Thanks very much, Lorne, and thanks to the committee and to the chair for having us here today.
As Lorne noted, we're proposing a series of relatively minor amendments to Bill C-3 that incorporate these key objections that Lorne has raised. We have tabled a document with you that is essentially an annotated version of Bill C-3. The amendments we're proposing amount to maybe 500 words, and with those 500 words we think Parliament could graft onto Bill C-3, as presently constituted, something analogous to what happens in SIRC.
The two key areas enhanced in these proposed amendments are, first of all, an absolute statutory obligation on the government to disclose everything--all relevant information--so in our proposed language here we define what we mean by “relevant information”. We impose the obligation to disclose all relevant information on the government. We then certify or allow the special advocate to challenge the scope of disclosure by the government and then to seek the assistance of SIRC, which would have access to all the government information, to certify that in fact there has been full disclosure. This is a way of wrapping SIRC, which has a statutory authority to see all the information in the possession of CSIS except cabinet confidences, into the process of scrutinizing the scope of disclosure.
Now I want to underscore that we're not proposing this because we think that just in principle it's a good idea; we're proposing it because in the United Kingdom the special advocates told us they don't get to see everything.
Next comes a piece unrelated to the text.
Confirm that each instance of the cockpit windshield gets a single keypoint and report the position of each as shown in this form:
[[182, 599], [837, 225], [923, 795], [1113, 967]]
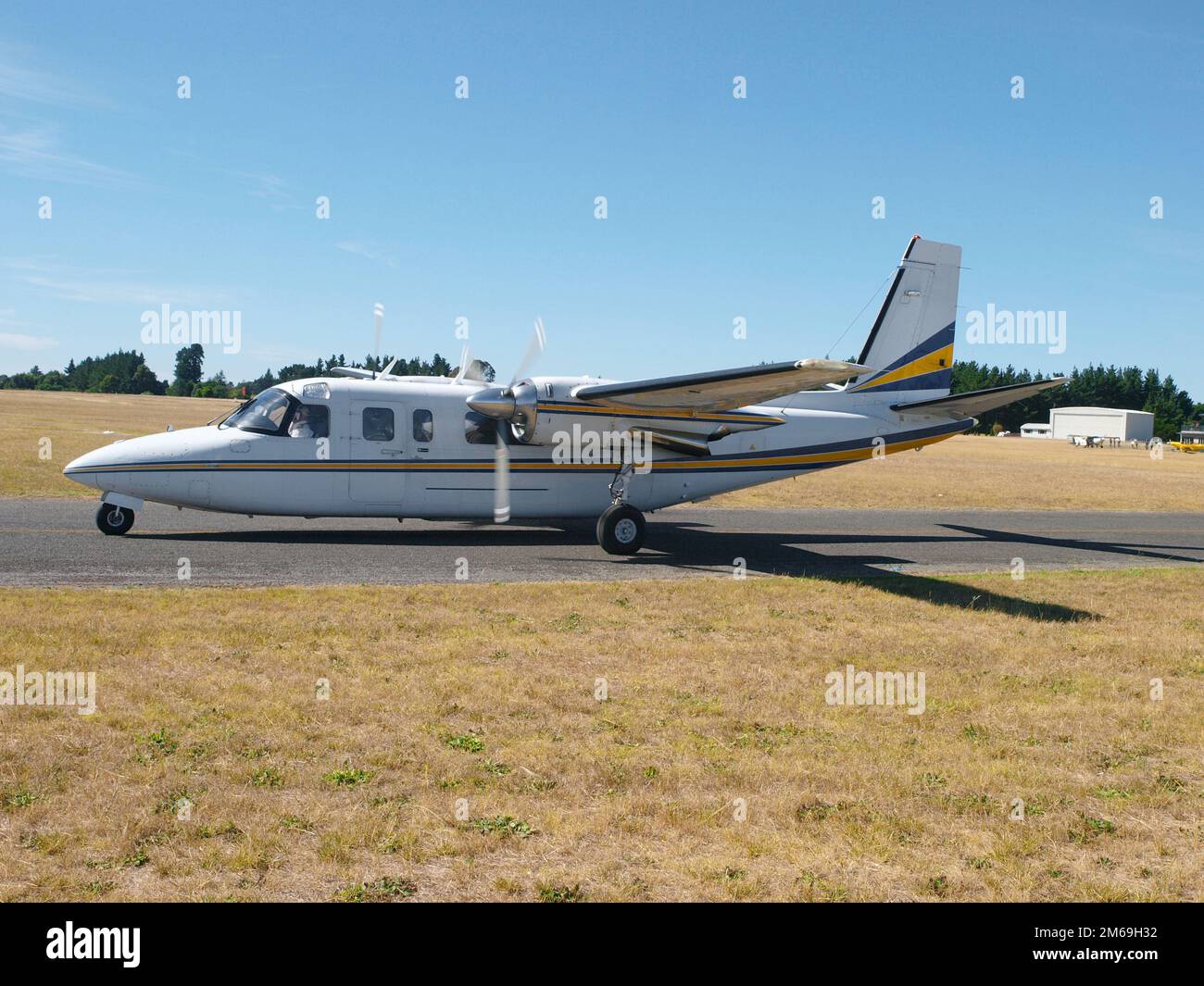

They take the view that there is an obligation on the government to disclose all information, including exculpatory information, but the special advocates in the U.K. have told us that there are instances in which they have discovered exculpatory evidence in case A that was not disclosed, and they only find this out through happenstance in case B. We want to pre-empt this possibility.
The other reason we're urging a statutory full disclosure obligation is the Arar commission experience. Counsel for the Arar commission told us that but for the fact that he could subpoena information above and beyond what the government thought was relevant, the truth in relation to Mr. Arar would never have come out. Both of these experiences drive our recommendation in this area.
As Lorne noted, there is a second broad area that we think requires tinkering. It is to apply an affirmative right for the special advocate to continue to communicate with the interested party after they have seen the closed information, the secret information. That is a practice, as Lorne noted, that is available in SIRC. Outside counsel for SIRC, who we hoped would be able to attend today but is not able to because he's in court right now, told us quite emphatically that he has seen cases collapse because he was able to ask for information that did not betray any secret that this counsel had in his possession. He was able to ask for information from the interested party that then prompted the government case to collapse in a SIRC proceeding.
That experience again--this practical, on-the-ground experience--suggests that it's vital for this special advocate to have continued access to the interested party, subject to an obligation not to disclose a secret, so the questioning would have to be oblique, but even oblique questioning, we're told, has resulted in the special advocate receiving information that causes government cases to collapse.
The last point I'll make, because I know our time is coming to an end here, is about an issue that Lorne did not raise. We have here a requirement in the bill that a summary be prepared for the interested party themselves. It is a summary prepared initially by the government and then endorsed by the judge, essentially. That summary, right now, contains information that a judge decides does not impair national security.
That is a very different standard from the standard applied in our Canada Evidence Act. In the Canada Evidence Act, information that raises a national security interest can be released if that interest is outweighed by a public interest in a fair trial. So there's a balancing that goes on in the Canada Evidence Act.
The absence of a balancing in this bill renders this bill, in our view, inconsistent with the House of Lords' recent determination at the end of October. The House of Lords in the United Kingdom ruled that in the United Kingdom the special advocate system there, which does not allow a balancing either, was too restraining. So it's likely that in the next few months we'll see a change in the U.K. system that will allow the adjudicator in these U.K. proceedings to weigh the national security interest against the fair trial interest. We're proposing a total of 25 or 30 words of amending language that would create a balancing test in the IRPA context.
I know we're out of time and I know there are probably some questions, so let me end there.